« Les Touristes : mission agriculteurs » sur TF1 : pourquoi Booder remercie les gens qui ne l’ont jamais aidé

Ce vendredi 9 juillet, les téléspectateurs de TF1 retrouveront Booder dans “Les Touristes : mission agriculteurs”. En septembre 2020, au micro d’Europe 1, l’humoriste était revenu sur les difficultés traversées au cours de sa vie et expliquait pourquoi il tenait à remercier les personnes “qui ne l’ont pas aidé”.

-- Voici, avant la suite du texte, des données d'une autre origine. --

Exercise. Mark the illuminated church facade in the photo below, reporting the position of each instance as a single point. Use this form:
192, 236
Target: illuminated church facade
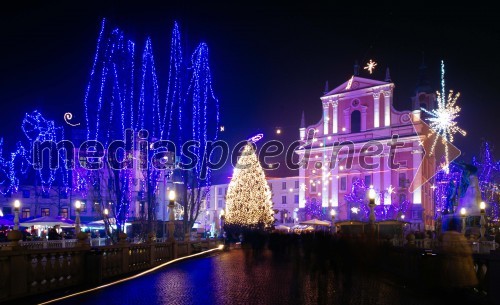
352, 142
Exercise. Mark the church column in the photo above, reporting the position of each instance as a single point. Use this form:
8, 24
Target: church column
377, 173
302, 184
387, 177
417, 179
363, 119
347, 121
334, 183
376, 110
324, 181
335, 117
387, 108
325, 117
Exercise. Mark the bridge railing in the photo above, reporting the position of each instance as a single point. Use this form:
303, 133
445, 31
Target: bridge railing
49, 266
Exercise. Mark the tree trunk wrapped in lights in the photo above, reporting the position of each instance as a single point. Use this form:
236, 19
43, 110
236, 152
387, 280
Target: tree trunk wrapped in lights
248, 199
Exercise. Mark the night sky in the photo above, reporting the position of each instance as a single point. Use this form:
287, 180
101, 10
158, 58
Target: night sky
269, 63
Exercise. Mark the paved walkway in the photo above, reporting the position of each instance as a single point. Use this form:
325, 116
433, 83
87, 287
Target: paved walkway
237, 277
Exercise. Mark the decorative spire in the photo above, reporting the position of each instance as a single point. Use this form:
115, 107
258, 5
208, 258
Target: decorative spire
423, 84
387, 75
356, 68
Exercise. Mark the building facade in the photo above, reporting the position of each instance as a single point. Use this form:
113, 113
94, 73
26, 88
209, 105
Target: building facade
352, 141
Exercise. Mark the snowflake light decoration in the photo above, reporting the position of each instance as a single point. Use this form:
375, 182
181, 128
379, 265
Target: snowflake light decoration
370, 66
443, 119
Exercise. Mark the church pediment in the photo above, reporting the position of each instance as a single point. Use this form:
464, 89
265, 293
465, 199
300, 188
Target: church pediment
356, 83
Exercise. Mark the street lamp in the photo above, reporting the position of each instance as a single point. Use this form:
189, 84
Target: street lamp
171, 218
78, 206
332, 213
222, 218
462, 213
17, 205
205, 226
371, 204
482, 222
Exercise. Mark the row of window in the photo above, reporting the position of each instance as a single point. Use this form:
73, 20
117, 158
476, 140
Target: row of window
403, 182
283, 185
295, 199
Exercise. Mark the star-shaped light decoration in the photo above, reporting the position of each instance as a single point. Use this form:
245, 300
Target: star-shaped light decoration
370, 66
443, 119
349, 83
390, 189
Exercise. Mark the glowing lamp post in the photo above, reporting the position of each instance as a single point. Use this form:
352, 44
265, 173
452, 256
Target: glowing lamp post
17, 206
171, 218
14, 236
332, 213
463, 211
371, 204
78, 207
482, 222
222, 218
207, 213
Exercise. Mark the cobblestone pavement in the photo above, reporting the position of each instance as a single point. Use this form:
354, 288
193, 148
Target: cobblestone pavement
236, 277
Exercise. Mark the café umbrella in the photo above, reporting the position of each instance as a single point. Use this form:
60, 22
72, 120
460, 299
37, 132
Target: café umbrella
49, 221
4, 221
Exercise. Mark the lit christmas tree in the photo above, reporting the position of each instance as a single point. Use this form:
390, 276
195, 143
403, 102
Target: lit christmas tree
248, 199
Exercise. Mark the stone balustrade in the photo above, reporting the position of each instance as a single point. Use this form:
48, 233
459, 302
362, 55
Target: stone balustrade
31, 268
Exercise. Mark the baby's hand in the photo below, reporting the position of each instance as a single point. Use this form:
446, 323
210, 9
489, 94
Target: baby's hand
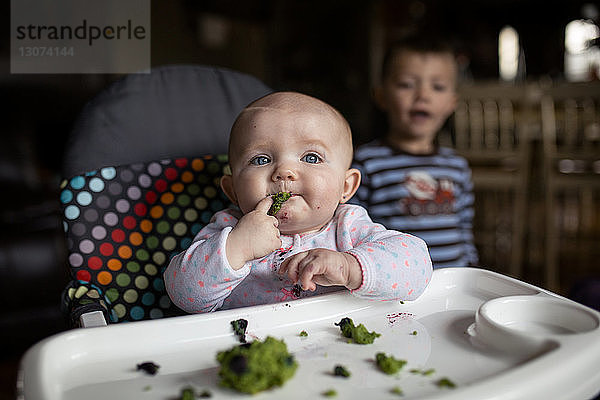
254, 236
322, 267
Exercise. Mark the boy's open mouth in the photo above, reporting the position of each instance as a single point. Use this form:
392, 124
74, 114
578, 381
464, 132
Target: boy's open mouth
420, 114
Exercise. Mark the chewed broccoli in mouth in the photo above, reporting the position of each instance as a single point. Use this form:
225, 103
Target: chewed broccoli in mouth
278, 199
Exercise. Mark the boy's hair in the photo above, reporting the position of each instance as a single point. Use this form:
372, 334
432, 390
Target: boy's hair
418, 42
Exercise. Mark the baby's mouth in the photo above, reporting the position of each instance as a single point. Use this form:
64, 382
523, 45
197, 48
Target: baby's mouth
420, 114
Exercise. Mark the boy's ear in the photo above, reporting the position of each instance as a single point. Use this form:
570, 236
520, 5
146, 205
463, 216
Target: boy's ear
227, 186
379, 97
351, 184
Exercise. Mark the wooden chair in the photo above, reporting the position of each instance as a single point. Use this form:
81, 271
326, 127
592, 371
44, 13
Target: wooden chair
493, 128
571, 148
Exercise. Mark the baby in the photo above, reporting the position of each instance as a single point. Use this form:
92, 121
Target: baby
290, 142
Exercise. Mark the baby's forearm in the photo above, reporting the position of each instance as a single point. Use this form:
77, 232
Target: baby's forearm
355, 274
234, 250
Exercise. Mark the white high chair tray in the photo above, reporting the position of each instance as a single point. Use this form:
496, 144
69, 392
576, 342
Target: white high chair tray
493, 336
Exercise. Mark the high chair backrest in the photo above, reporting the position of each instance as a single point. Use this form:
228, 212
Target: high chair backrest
142, 176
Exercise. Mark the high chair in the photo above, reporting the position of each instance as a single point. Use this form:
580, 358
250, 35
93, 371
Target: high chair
493, 129
142, 171
571, 148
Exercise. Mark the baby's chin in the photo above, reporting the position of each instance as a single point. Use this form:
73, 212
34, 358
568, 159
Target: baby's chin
288, 227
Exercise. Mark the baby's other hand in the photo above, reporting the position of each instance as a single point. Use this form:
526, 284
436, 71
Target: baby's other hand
323, 267
254, 236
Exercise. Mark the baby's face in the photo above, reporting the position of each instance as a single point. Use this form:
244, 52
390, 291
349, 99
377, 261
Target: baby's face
419, 93
306, 153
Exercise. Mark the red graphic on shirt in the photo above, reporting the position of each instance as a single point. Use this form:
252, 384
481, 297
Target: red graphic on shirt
427, 196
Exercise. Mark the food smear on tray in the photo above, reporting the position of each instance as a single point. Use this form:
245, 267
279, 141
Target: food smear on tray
359, 334
239, 328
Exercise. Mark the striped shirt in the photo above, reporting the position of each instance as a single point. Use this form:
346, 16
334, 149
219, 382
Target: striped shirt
429, 196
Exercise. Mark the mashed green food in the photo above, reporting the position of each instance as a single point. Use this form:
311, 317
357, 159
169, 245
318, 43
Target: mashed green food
278, 200
359, 334
253, 367
389, 364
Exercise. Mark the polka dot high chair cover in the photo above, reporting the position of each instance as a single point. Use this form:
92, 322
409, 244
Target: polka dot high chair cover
124, 223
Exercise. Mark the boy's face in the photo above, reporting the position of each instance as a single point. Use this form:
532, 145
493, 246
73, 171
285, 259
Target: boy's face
305, 153
418, 94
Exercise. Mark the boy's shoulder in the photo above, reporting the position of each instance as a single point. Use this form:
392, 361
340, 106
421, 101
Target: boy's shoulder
451, 155
348, 210
373, 149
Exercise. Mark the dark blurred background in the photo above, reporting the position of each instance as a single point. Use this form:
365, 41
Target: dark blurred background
330, 49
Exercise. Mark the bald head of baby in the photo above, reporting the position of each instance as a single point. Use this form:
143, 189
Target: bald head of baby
293, 113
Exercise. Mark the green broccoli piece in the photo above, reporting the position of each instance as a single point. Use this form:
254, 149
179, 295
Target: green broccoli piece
359, 334
278, 199
445, 382
388, 364
340, 370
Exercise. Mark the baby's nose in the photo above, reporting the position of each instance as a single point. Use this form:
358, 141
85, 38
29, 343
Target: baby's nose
284, 174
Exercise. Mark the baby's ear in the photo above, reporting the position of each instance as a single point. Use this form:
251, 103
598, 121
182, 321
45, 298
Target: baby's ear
227, 186
351, 184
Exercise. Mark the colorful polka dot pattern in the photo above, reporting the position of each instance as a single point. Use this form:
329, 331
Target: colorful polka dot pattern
123, 224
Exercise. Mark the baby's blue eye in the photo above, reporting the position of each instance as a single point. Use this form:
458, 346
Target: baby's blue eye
260, 160
311, 158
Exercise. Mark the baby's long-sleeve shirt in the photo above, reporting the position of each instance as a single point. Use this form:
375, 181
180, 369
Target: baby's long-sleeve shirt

Booder n’a pas vécu que des expériences heureuses au cours de sa vie. Mais au lieu de se laisser abattre, l’humoriste, qui a accepté de se glisser dans la peau d’un agriculteur pour l’émission Les Touristes : mission agriculteurs, diffusée ce vendredi 9 juillet sur TF1, s’est finalement servi des difficultés qu’il a surmontées. En septembre 2020, Booder a été invité dans l’émission d’Anne Roumanoff, sur Europe 1, à l’occasion de la sortie de son autobiographie Un bout d’air. À cette occasion, il a évoqué quelques anecdotes personnelles et a expliqué pourquoi il tenait à remercier les personnes qui lui ont causé du tort dans sa vie. “Je fais des remerciements à tous les gens qui ne m’ont pas aidé. Je les remercie vraiment. Parce que grâce à eux, j’ai été revanchard de la vie. Et je suis devenu comédien.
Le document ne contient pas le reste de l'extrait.